After our collaborative work on the Mini-Lesson Activity, I review the day's task with the students. It is a challenging one, so students will work in groups. Students work to find the fewest or greatest number of doors the hall at the bottom of the rabbit hole could have if it had a volume of 2,700 cubic feet (G.GMG.1, MP4). Using information found in the passage and discussions from the Mini-Lesson, students will first develop a solution then create a poster showing their solution and their problem-solving process. The entire task usually takes my students two lessons, so this activity rolls into Day 3.

As students work, I circulate around the room and answer clarifying questions. I check to see that the students have a plan for solving the problem and are moving towards a correct solution.
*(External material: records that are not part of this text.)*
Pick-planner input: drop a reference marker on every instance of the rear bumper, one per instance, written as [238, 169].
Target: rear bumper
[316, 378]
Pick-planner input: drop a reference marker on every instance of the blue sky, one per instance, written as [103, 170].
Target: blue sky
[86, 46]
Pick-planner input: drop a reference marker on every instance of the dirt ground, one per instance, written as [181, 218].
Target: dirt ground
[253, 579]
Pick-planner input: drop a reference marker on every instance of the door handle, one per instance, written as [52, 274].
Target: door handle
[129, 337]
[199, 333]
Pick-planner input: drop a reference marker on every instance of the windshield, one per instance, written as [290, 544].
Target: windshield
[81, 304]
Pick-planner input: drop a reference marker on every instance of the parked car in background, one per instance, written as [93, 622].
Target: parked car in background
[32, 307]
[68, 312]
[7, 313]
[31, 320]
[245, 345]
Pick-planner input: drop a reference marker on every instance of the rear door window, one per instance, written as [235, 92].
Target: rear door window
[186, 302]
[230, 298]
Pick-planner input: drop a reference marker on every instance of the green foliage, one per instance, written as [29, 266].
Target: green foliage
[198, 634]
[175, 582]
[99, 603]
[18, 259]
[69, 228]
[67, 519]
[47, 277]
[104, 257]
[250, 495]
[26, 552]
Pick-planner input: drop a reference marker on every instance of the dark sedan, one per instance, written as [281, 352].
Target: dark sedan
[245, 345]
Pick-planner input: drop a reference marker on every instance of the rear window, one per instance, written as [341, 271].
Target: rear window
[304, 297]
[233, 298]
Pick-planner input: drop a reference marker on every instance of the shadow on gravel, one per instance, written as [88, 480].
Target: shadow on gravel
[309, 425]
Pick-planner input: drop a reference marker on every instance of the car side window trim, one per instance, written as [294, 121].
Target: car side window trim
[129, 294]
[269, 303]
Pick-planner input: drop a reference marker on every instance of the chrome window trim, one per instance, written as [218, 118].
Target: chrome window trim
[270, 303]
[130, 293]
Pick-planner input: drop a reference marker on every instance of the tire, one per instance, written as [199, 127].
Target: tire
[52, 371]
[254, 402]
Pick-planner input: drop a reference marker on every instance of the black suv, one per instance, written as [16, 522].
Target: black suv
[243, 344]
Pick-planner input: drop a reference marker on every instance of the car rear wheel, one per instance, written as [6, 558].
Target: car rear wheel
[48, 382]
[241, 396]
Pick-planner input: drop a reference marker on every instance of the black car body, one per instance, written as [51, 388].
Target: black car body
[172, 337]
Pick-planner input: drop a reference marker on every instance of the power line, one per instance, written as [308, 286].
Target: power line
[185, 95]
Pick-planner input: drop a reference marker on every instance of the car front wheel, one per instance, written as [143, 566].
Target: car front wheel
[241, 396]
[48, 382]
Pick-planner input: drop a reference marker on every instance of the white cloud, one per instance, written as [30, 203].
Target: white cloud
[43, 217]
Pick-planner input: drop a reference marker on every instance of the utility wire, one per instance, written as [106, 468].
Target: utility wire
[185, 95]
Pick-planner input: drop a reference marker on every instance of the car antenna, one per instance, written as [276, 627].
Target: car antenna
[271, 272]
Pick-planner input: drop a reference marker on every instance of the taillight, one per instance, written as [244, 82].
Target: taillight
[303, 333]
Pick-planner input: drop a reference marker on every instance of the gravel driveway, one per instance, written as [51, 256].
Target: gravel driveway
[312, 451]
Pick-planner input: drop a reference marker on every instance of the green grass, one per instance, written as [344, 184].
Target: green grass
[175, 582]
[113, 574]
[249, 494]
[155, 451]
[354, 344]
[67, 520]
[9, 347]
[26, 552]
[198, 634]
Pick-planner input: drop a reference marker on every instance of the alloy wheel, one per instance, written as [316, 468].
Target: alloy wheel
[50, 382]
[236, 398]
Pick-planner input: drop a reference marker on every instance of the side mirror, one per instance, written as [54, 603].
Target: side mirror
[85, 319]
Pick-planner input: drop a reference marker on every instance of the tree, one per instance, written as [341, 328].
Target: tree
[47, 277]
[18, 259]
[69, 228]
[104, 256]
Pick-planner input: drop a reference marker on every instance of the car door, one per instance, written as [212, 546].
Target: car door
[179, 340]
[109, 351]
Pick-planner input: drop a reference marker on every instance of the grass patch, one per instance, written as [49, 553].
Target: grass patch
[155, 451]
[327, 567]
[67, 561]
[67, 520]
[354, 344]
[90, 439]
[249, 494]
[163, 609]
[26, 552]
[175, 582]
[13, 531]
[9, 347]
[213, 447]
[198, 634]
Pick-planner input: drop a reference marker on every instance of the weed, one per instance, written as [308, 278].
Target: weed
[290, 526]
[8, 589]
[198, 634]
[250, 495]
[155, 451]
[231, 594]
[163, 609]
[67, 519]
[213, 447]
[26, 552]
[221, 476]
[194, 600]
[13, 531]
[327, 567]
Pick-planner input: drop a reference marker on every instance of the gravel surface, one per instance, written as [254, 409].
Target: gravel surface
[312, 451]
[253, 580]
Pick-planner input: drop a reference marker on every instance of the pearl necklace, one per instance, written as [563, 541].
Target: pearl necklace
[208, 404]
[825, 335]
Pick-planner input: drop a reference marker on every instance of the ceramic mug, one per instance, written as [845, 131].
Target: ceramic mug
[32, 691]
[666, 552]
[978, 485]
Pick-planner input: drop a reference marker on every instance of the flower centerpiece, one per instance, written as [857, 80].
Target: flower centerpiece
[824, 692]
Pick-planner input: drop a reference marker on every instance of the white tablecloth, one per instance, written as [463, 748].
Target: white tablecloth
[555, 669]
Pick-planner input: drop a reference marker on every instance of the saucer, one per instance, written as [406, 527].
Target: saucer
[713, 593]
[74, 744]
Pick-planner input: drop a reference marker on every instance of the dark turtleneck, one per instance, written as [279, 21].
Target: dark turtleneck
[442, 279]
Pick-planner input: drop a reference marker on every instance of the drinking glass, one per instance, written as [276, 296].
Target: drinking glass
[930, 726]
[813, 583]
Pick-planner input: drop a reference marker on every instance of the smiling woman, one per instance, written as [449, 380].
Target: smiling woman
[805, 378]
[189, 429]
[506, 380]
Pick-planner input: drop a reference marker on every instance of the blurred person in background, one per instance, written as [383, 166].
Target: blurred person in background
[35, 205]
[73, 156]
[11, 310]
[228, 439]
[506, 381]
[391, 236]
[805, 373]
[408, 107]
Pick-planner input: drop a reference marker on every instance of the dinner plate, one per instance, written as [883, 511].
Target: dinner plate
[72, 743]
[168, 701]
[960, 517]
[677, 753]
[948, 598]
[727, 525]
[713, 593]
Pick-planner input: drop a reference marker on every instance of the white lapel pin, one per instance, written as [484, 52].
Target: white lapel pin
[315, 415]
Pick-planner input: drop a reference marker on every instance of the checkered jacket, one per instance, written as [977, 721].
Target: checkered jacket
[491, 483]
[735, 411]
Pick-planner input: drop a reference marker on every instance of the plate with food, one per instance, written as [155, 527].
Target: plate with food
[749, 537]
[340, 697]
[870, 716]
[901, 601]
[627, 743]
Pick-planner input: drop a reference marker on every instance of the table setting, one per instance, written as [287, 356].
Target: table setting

I listen to hear students discussion and ask guiding questions if they are having difficulty.


3 minutes

At the end of the lesson, we gather together I have the groups report back on their progress and we discuss next steps for the project. As they make their reports, I add comments that connect back to our brief discussion of Polya's_Steps earlier in the lesson.

  • "Oh, it sounds like your group did a great job with Stage 1 of the problem solving process."
  • "So, are you confident that you are now ready to carry out your plan?"